Мы остаемся с адвокатом вдвоем. Он еще раз оглядывает помещение, на этот раз уже более внимательно.
— Да-а!.. Я, признаться, здесь еще ни разу не бывал.
— Я тоже, — вяло шучу я в ответ. — В общем, так. Я сейчас напишу жене записку, и если они ее у Вас изымут, я объявлю бессрочную сухую голодовку. Как, интересно, они ее смогут найти? Значит, это телекамера! Короче, пусть переводят меня обратно на Матроску! Какая здесь может быть защита, если все прослушивается?!
— Вы что, с ума сошли?!
— Ну, в общем, лучше я здесь умру, но издеваться над собой не позволю! Короче, если записку у Вас изымут — сообщайте в прессу, что я объявил сухую голодовку. Сколько я без воды проживу? Неделю?

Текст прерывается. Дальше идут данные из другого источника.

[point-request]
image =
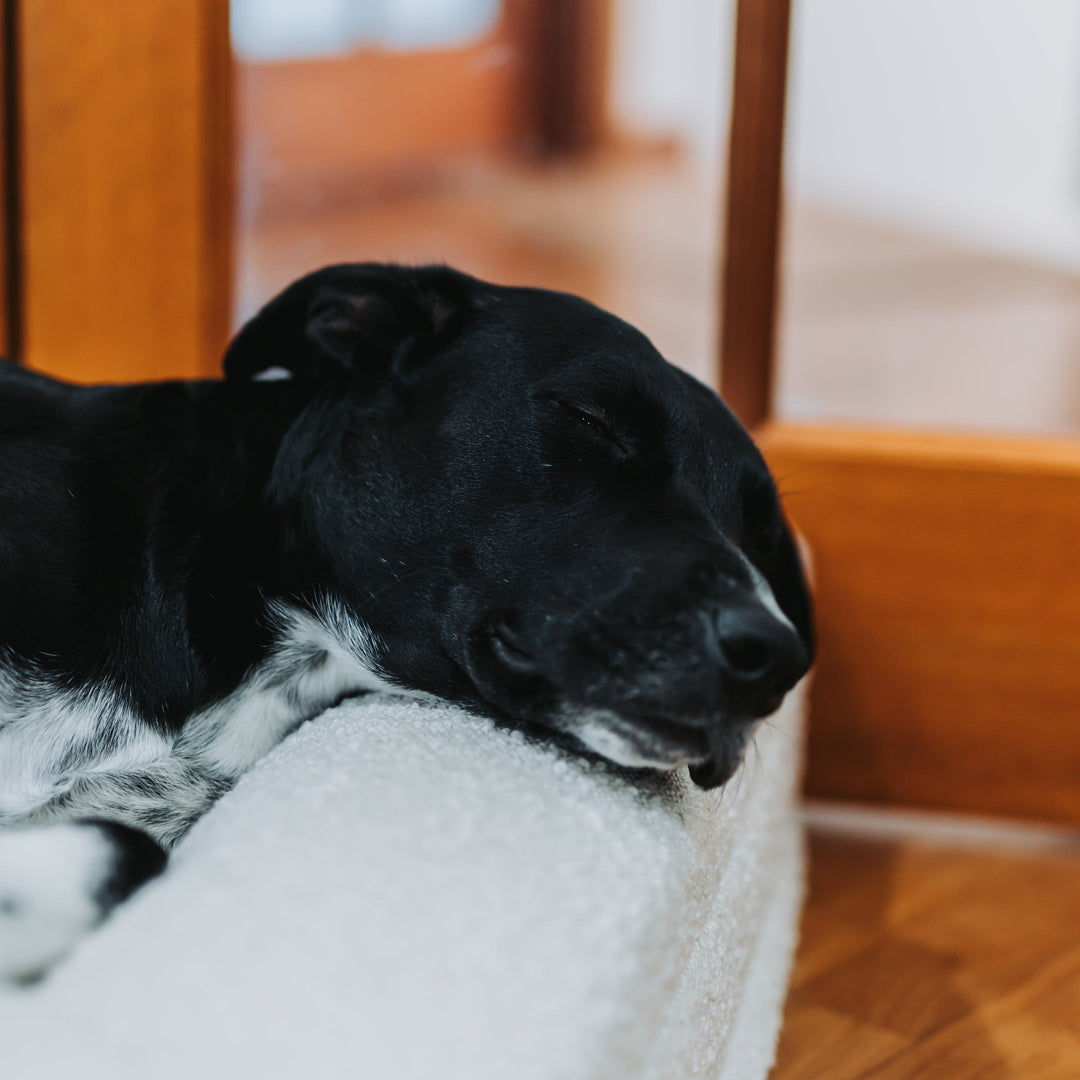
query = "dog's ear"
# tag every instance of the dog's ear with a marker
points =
(366, 320)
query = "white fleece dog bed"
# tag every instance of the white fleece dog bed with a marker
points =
(403, 891)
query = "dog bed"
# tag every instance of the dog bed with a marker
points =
(402, 890)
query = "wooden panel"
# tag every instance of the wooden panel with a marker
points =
(752, 231)
(315, 132)
(7, 163)
(949, 617)
(124, 187)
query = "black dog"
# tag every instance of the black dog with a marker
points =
(408, 478)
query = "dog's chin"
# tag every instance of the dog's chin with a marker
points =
(637, 743)
(713, 756)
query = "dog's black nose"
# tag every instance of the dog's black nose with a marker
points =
(760, 658)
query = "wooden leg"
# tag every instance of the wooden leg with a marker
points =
(752, 234)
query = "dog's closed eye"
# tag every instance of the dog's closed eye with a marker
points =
(594, 421)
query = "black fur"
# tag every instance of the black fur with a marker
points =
(527, 509)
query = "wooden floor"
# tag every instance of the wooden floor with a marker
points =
(935, 961)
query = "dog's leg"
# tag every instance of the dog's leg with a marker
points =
(57, 881)
(67, 864)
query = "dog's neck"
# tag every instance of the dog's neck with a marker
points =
(160, 511)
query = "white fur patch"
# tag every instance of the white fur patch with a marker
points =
(272, 375)
(49, 882)
(764, 592)
(70, 754)
(318, 661)
(51, 736)
(606, 733)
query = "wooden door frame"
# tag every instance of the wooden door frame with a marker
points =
(947, 596)
(117, 179)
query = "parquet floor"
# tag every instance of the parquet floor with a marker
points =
(935, 961)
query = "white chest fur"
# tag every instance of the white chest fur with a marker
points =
(55, 741)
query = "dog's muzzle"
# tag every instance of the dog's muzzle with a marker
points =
(685, 691)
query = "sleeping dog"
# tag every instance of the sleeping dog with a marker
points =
(407, 480)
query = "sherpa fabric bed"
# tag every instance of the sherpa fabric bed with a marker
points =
(404, 891)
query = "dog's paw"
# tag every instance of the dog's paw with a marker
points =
(57, 881)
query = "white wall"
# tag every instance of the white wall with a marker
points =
(671, 71)
(955, 116)
(961, 116)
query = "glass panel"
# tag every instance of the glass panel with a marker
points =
(933, 227)
(565, 145)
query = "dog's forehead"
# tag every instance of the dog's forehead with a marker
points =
(565, 345)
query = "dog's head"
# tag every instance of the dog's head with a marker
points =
(534, 514)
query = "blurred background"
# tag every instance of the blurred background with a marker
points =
(933, 178)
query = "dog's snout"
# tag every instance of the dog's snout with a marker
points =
(760, 657)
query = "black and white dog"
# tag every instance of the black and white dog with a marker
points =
(408, 478)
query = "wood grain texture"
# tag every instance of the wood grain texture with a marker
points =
(934, 962)
(123, 171)
(949, 617)
(752, 232)
(8, 250)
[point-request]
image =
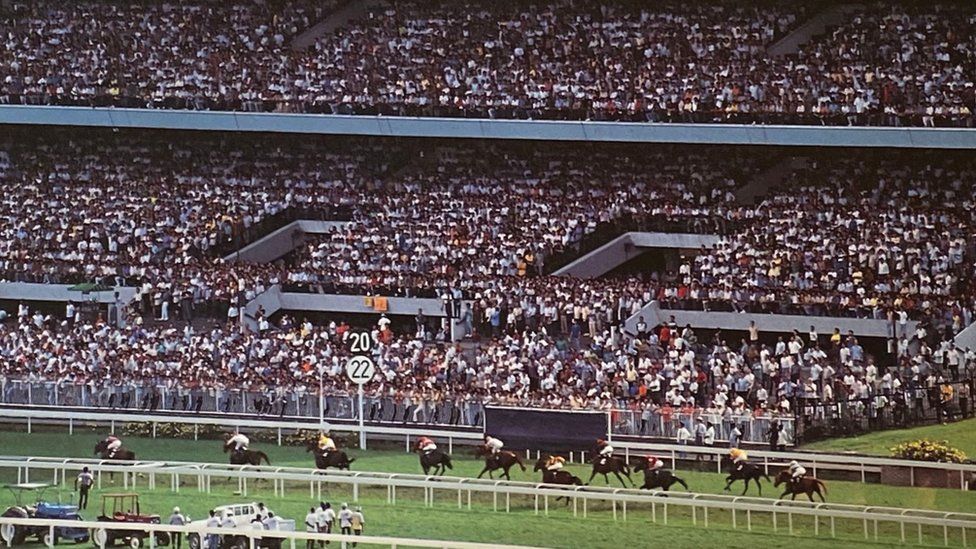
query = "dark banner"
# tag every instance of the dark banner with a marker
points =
(546, 431)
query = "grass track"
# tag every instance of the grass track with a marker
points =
(446, 521)
(961, 434)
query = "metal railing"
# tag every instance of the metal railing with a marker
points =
(150, 532)
(256, 403)
(581, 497)
(654, 424)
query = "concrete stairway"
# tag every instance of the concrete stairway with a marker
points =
(355, 9)
(816, 25)
(770, 179)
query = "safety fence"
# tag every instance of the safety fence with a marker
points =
(153, 535)
(271, 403)
(865, 468)
(738, 511)
(377, 410)
(658, 424)
(72, 418)
(958, 474)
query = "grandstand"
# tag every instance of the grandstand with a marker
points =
(777, 293)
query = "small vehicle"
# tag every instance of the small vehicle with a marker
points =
(16, 535)
(242, 514)
(124, 508)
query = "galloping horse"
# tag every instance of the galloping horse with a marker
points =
(246, 457)
(503, 460)
(122, 454)
(806, 485)
(748, 472)
(564, 478)
(661, 478)
(324, 460)
(436, 460)
(610, 464)
(556, 477)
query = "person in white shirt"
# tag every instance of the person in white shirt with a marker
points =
(345, 520)
(213, 540)
(311, 526)
(493, 444)
(239, 442)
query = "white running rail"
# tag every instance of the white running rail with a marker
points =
(459, 489)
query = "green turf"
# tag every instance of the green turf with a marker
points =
(961, 434)
(445, 521)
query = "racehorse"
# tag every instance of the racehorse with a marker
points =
(435, 459)
(503, 460)
(748, 472)
(246, 457)
(556, 477)
(122, 454)
(662, 478)
(324, 460)
(806, 485)
(610, 464)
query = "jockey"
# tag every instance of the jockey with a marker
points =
(493, 444)
(239, 441)
(796, 471)
(112, 444)
(326, 444)
(555, 463)
(654, 464)
(739, 458)
(426, 445)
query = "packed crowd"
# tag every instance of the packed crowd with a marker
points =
(662, 378)
(131, 212)
(847, 236)
(193, 55)
(483, 218)
(692, 62)
(869, 238)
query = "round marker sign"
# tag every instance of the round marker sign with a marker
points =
(360, 369)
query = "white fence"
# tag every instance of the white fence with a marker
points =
(814, 462)
(256, 538)
(824, 515)
(30, 416)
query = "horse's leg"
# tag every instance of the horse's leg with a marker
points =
(621, 479)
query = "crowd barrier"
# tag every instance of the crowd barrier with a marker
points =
(254, 537)
(581, 498)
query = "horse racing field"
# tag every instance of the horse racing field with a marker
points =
(409, 517)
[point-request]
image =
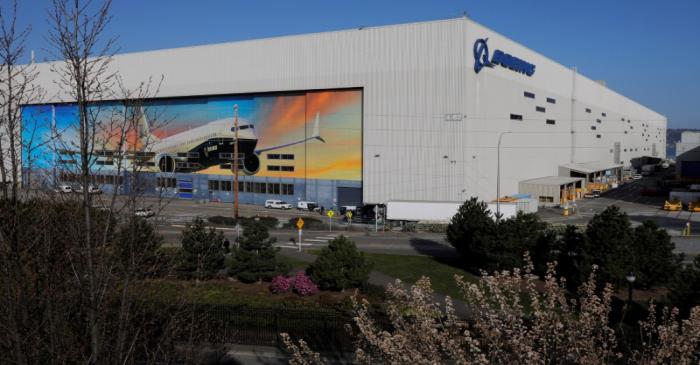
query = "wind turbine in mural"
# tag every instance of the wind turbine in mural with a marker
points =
(211, 144)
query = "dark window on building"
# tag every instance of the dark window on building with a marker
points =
(273, 188)
(166, 182)
(213, 185)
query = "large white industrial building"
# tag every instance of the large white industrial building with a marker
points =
(436, 98)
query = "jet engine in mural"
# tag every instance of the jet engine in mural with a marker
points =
(212, 144)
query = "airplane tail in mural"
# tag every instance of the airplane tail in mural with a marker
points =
(315, 134)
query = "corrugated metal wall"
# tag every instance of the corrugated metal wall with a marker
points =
(430, 123)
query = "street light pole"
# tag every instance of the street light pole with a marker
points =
(498, 174)
(630, 280)
(234, 162)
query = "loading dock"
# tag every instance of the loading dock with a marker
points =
(552, 191)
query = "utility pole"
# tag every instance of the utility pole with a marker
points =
(234, 162)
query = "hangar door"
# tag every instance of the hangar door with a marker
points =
(690, 168)
(349, 196)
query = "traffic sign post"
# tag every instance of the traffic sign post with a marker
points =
(330, 220)
(300, 225)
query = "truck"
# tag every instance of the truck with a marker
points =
(417, 211)
(648, 169)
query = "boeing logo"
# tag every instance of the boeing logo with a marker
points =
(481, 59)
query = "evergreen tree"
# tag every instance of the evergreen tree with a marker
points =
(202, 254)
(610, 237)
(524, 232)
(137, 248)
(574, 262)
(684, 287)
(256, 259)
(340, 266)
(654, 260)
(472, 232)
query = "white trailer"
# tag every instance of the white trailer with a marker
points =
(421, 211)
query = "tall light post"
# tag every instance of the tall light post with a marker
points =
(234, 162)
(498, 174)
(630, 280)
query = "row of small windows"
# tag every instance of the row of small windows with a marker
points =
(277, 156)
(520, 117)
(588, 110)
(166, 182)
(531, 95)
(279, 168)
(94, 179)
(253, 187)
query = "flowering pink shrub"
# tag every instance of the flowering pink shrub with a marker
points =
(303, 285)
(281, 284)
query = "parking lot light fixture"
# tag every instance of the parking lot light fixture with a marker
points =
(630, 280)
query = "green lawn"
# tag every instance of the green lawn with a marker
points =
(411, 268)
(295, 263)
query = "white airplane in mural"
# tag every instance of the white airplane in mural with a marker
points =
(211, 144)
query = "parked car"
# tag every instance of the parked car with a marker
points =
(304, 205)
(277, 204)
(592, 194)
(145, 212)
(64, 188)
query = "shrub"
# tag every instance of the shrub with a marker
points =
(471, 231)
(202, 254)
(137, 247)
(222, 220)
(340, 265)
(280, 284)
(303, 285)
(309, 223)
(431, 227)
(256, 259)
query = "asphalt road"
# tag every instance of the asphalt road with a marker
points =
(395, 243)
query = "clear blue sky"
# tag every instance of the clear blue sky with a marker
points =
(648, 50)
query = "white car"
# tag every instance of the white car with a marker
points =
(144, 212)
(304, 205)
(64, 188)
(277, 204)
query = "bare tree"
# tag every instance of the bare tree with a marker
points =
(17, 87)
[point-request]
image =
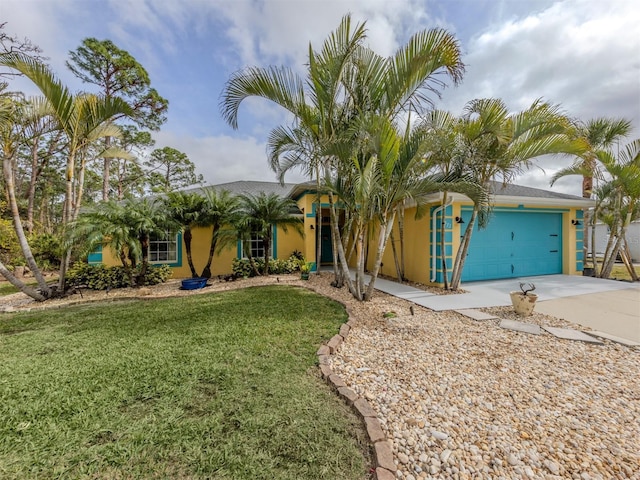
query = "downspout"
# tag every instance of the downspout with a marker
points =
(434, 232)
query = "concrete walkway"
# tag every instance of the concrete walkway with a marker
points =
(608, 306)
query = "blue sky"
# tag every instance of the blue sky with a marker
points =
(582, 54)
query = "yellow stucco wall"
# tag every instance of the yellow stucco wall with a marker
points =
(284, 245)
(417, 240)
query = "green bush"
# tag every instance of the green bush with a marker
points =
(242, 268)
(99, 277)
(46, 249)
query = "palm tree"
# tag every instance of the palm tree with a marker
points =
(345, 80)
(262, 213)
(599, 134)
(220, 211)
(618, 196)
(124, 227)
(494, 143)
(186, 210)
(11, 118)
(106, 225)
(83, 118)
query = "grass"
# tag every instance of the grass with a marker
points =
(218, 386)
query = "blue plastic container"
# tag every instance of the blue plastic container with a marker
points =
(193, 283)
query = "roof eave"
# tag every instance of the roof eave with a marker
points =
(521, 200)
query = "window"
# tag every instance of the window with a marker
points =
(256, 246)
(163, 248)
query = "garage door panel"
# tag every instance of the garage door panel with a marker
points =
(515, 244)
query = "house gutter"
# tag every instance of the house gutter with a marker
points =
(433, 236)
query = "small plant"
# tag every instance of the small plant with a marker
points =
(524, 301)
(527, 287)
(100, 277)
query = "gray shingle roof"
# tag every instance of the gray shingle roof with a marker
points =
(498, 188)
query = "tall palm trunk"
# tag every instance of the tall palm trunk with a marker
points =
(462, 251)
(443, 225)
(609, 257)
(106, 172)
(67, 216)
(187, 245)
(20, 285)
(340, 261)
(17, 222)
(594, 260)
(266, 241)
(386, 226)
(206, 272)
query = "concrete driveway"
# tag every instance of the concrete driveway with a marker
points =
(609, 306)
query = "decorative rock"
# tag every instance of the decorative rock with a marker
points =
(467, 400)
(334, 343)
(553, 467)
(384, 474)
(344, 330)
(323, 350)
(325, 370)
(349, 395)
(374, 429)
(439, 435)
(384, 457)
(444, 456)
(364, 408)
(323, 359)
(336, 381)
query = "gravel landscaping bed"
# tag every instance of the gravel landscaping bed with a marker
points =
(462, 399)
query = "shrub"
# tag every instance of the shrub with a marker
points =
(242, 268)
(99, 277)
(46, 249)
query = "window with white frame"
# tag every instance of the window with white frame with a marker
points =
(163, 248)
(255, 245)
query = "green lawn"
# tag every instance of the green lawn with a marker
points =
(216, 386)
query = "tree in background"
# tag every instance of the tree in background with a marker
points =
(599, 134)
(169, 169)
(128, 176)
(83, 119)
(117, 73)
(617, 197)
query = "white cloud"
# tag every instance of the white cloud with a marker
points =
(222, 159)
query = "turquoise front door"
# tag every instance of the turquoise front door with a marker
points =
(515, 244)
(327, 246)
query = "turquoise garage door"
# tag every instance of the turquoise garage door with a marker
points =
(515, 244)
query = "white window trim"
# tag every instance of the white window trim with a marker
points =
(168, 260)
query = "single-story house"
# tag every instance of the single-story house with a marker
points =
(531, 232)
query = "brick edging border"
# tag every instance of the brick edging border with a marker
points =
(385, 467)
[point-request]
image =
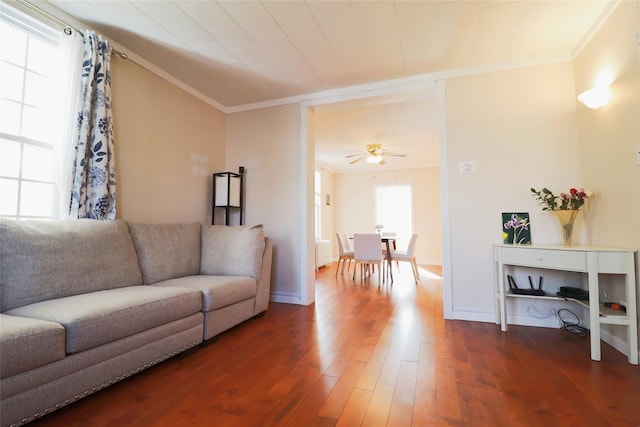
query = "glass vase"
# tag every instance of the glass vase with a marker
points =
(567, 218)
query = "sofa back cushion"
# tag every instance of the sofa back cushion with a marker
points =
(232, 250)
(167, 251)
(43, 260)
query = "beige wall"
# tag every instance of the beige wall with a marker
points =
(354, 206)
(609, 136)
(520, 129)
(267, 143)
(328, 211)
(168, 143)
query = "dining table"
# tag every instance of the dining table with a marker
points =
(388, 241)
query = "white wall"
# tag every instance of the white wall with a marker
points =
(610, 135)
(520, 129)
(355, 203)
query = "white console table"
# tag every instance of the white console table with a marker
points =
(589, 260)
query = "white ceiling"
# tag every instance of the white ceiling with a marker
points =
(238, 53)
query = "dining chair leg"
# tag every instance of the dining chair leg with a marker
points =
(414, 269)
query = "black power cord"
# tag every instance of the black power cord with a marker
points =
(573, 327)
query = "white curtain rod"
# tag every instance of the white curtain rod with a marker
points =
(69, 27)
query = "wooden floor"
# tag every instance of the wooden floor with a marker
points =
(364, 355)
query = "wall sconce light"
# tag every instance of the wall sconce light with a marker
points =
(598, 96)
(595, 98)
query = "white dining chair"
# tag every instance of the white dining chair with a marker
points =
(366, 252)
(408, 256)
(345, 253)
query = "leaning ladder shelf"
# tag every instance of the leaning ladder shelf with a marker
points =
(228, 194)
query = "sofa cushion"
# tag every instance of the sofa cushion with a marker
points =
(43, 260)
(28, 343)
(217, 291)
(100, 317)
(232, 250)
(166, 251)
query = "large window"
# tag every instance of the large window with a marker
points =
(394, 210)
(29, 125)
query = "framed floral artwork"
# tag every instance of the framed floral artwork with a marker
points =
(516, 228)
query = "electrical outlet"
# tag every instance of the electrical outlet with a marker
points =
(467, 167)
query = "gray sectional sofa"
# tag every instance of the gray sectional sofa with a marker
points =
(84, 303)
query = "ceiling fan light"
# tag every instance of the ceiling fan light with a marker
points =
(374, 159)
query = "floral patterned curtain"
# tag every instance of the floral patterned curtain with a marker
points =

— Да нет. Летом дня три, не больше!
— Ну, три, так три.
— Да нет, Вы подождите! Давайте я сначала со следователем поговорю. Может, они Вас и так переведут!
— Никуда они меня не переведут! Следователь сделает невинные глаза и будет все отрицать. Никаких, скажет, микрофонов здесь нет.
Это что, неясно? Переведут они меня только, если поймут, что дело зашло слишком далеко, и я действительно умереть могу. А всякая там логика и аргументы тут ни при чем. Все все прекрасно понимают. И они, и мы. Мы же не можем доказать, что они подслушивают? Поэтому разговоры с ними бесполезны! Нужны действия. И вообще, ни к чему слова, там, где место делам!